Brighton and Hove Council aims to scrap Right to Buy

Reports that housing bosses in Brighton plan to become the first in England to scrap the policy that allows council tenants to buy their own homes feature in today's newspaper round-up.

The Daily Telegraph reports that "Brighton and Hove council will ask the government for permission to end Right to Buy because it puts publicly owned homes into the hands of private landlords". "Members voted through a Green motion to apply for the exemption, which would be the first of its kind granted to a local authority," according to the newspaper.

The Daily Telegraph also reports that "house prices in some parts of Britain dropped by more than £30,000 between November and December". The newspaper cites Rightmove figures showing that the average price of a property coming to market in England and Wales "fell by £8,703 – or 3.3 per cent – to £258,424 in the four weeks to 7 December", adding that "while experts said it was normal for prices to fall during the quieter winter months, the decline could also reflect price reductions by wealthy vendors after the chancellor introduced new stamp duty rates in the Autumn Statement".

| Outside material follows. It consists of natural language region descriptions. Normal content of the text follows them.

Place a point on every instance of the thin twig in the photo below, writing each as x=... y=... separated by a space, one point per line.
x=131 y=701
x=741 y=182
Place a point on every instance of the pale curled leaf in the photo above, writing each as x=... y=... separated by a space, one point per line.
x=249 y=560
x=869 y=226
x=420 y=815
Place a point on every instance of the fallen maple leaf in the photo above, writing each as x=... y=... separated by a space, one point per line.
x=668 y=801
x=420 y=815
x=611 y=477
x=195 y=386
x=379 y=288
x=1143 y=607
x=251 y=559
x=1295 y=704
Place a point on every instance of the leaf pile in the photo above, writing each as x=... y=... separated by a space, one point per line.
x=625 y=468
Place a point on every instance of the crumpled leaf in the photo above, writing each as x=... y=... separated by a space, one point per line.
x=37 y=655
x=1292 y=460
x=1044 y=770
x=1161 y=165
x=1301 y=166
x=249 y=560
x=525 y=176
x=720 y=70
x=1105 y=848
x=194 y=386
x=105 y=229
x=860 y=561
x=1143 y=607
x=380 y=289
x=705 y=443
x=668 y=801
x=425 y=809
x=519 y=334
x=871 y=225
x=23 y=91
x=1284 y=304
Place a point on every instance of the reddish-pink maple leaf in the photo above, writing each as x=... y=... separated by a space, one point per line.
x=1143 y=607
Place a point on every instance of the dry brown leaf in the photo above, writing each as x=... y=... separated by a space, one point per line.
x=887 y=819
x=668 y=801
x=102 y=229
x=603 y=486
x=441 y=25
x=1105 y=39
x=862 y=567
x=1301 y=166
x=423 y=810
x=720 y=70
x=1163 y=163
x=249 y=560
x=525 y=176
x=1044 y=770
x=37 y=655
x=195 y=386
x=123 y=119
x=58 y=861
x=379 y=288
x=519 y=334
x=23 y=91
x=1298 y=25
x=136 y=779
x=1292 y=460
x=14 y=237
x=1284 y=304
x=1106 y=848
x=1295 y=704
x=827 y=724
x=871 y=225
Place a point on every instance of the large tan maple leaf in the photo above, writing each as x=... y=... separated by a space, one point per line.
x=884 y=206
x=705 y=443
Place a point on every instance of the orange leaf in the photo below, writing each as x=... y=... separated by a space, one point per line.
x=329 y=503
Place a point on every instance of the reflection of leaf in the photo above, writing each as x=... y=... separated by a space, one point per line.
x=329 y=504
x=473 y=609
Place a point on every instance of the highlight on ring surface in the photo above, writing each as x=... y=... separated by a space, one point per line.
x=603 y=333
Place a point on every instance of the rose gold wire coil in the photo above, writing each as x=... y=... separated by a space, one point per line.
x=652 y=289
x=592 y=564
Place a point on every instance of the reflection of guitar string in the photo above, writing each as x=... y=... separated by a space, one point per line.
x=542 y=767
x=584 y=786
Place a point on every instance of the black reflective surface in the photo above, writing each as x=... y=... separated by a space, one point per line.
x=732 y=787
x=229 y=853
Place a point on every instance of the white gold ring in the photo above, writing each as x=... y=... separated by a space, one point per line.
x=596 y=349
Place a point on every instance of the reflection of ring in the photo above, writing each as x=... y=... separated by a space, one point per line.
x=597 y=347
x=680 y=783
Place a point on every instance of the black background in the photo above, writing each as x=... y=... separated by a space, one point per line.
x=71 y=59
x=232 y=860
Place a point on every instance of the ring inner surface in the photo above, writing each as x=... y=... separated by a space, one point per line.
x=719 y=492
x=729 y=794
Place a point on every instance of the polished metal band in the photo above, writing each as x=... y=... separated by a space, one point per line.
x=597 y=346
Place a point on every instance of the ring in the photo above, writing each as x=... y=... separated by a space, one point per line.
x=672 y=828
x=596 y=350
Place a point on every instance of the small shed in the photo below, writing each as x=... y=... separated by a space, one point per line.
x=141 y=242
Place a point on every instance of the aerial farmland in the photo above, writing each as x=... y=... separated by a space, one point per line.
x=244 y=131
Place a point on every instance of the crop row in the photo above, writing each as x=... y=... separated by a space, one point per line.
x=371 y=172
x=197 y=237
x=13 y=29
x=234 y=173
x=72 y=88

The Independent reports that Peterborough has been "named and shamed today as the worst place in Britain to be without a car", coming at the bottom of the Campaign for Better Transport’s 2014 Car Dependency Scorecard, "which examines provision for pedestrians, cyclists and public-transport users in 29 towns and cities". "The best three are big cities London, Manchester and Liverpool. But in a damning verdict on 20th-century town planners, the worst are two communities which expanded quickly during the 1960s and 1970s [Peterborough and Colchester], plus Milton Keynes."

The Times (subscription required) reports on the South-to-North Water Diversion Project in China, a "scheme involving canals, pipelines and aqueducts" that has begun transporting water 870 miles to Beijing. The project "has taken 11 years to complete, cost tens of billions of dollars and displaced hundreds of thousands of people from homes and farms along its route".

The Daily Telegraph runs an article arguing that the government’s housebuilding plans "ought to be inspired by the harmonious style of the great Victorian urbanisation". "Once again we are faced with the question how to build," writes Roger Scruton. "We need a procedure that will reconcile our population to new start-up homes in places where there might have been no development. And we should learn from experience."